There are a lot of possibilities in special ignition equipment for late Ford engines. We have the well-known Mallory dual-point distributors, Magspark and Mini-Mag -- and there are the dual-coil distributors by Jackson, W&H and Spalding. All have installations for all Ford engines. This is all high-quality stuff that will do the ignition job under the very toughest conditions. Actually stock ignition will do the job up to at least 5000 rpm, given the right spark advance curve. The special ignitions can take it from there -- and, of course, they all feature custom advance curves that are tailored to a specific engine-car combination. This is a valuable feature. The optimum advance curve for dragging on these Ford engines seems to be an initial advance of 12-15 degrees (crank). with full advance of 36-40 degrees at a crank speed of 2000 rpm or so. Stock mechanisms can be modified to give it.

Superchargers are a very effective way to hop up any engine, since you're pumping the fuel-air mixture into the cylinder rather than depending on atmospheric pressure to force it in. As mentioned earlier ... , Ford offered the Paxton "blower" as optional equipment in 1957 (300 hp); but only a few models were put out before the AMA anti-horsepower resolution put a stop to it. But those blown '57 Fords were the hottest things in the Super/Stock class in those days. Paxton still offers that kit -- and you can still go like that with it. Add the blower to a few other hop-up goodies like cams, big bores, etc., and you've got a wild machine. Latham Manufacturing also offers a neat axial-flow blower kit for the '54-'57 Ford-Merc, driven by a flat belt from a special crank pulley. This is a larger unit, has a bit more pressure and air flow potential than the Paxton -- but it costs more. You take your choice. But either one of them will make your Ford come alive in a way you never thought possible.

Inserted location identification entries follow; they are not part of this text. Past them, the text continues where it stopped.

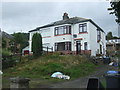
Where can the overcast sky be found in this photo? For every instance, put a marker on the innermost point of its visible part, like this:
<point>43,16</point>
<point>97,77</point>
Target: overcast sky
<point>25,16</point>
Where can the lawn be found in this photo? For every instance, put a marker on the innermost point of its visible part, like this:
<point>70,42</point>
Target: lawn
<point>39,70</point>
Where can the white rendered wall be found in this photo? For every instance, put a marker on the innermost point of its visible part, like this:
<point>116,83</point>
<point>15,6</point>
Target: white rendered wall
<point>93,38</point>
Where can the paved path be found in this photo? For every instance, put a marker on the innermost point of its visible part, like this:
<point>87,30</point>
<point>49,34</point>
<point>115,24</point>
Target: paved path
<point>82,82</point>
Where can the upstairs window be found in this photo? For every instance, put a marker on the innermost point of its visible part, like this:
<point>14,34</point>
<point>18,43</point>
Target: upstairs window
<point>63,30</point>
<point>62,46</point>
<point>85,46</point>
<point>98,35</point>
<point>83,27</point>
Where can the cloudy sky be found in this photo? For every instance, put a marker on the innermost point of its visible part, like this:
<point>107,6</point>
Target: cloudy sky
<point>25,16</point>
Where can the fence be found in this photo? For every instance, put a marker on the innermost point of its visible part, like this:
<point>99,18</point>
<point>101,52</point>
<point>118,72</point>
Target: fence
<point>48,49</point>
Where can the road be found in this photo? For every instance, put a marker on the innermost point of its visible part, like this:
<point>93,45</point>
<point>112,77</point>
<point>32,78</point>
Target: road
<point>82,82</point>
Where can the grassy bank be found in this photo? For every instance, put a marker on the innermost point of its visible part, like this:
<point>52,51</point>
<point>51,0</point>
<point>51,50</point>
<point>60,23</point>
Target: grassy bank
<point>40,69</point>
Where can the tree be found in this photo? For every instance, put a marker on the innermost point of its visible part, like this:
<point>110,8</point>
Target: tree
<point>115,6</point>
<point>109,36</point>
<point>37,44</point>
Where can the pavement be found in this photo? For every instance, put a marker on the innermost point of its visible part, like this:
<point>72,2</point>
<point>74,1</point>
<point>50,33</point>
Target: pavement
<point>83,81</point>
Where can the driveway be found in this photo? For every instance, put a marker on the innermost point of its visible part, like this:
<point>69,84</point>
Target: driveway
<point>82,82</point>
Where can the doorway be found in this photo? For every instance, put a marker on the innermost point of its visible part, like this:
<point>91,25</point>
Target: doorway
<point>78,47</point>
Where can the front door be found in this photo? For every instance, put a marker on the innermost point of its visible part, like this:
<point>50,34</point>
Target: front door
<point>78,47</point>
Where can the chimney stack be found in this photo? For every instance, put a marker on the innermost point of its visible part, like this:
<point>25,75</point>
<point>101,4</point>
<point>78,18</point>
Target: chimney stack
<point>65,16</point>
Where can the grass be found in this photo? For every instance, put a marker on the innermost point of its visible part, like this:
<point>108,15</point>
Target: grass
<point>39,70</point>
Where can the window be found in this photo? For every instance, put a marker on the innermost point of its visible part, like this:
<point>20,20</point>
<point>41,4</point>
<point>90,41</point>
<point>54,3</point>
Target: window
<point>98,35</point>
<point>63,30</point>
<point>63,46</point>
<point>85,46</point>
<point>82,27</point>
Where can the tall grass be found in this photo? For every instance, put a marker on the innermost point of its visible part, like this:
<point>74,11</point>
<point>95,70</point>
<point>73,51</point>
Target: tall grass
<point>74,66</point>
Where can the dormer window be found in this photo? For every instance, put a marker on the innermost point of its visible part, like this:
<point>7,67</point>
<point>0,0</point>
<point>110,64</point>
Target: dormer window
<point>82,27</point>
<point>63,30</point>
<point>98,35</point>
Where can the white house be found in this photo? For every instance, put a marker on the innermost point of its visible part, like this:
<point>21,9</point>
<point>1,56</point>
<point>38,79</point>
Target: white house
<point>74,35</point>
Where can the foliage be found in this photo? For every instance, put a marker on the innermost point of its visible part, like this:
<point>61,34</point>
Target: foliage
<point>37,44</point>
<point>110,36</point>
<point>7,59</point>
<point>19,42</point>
<point>115,6</point>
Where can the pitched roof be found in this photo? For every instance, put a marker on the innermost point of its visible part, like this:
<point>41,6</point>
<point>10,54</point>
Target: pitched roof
<point>72,20</point>
<point>6,35</point>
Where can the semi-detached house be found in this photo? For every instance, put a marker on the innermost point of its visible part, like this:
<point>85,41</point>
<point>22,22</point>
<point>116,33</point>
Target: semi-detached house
<point>74,35</point>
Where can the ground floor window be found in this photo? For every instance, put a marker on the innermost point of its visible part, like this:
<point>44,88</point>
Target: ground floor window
<point>63,46</point>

No hot engine can really flex its muscles if it can't get rid of the exhaust gas efficiently. Speed experts used to say we didn't have to worry so much about exhaust restriction because the gas was being pushed out under 60-100 pounds of pressure. That's true ... but now we know that we do have to worry about the restriction even so. It'll kill an engine's performance. Notice the beautiful streamlined exhaust headers on the late Ford high-performance engines. Ford engineers have gotten the message. Unfortunately they hadn't received it in the '54-'57 period -- so you have to depend on the special "California" headers fabricated from welded steel tubing. The Hedman company can supply a full line of headers for these cars. They're a must for any all-out combination. Then take your exhaust back through dual lines. You can use either straight-through steel or glasspack mufflers or conventional baffle type. The packs have a good sound and slightly less restriction; but the dual outlet lines themselves cut back-pressure by 75% -- so you don't sacrifice much performance by using the quieter baffles. Do something about your exhaust anyway.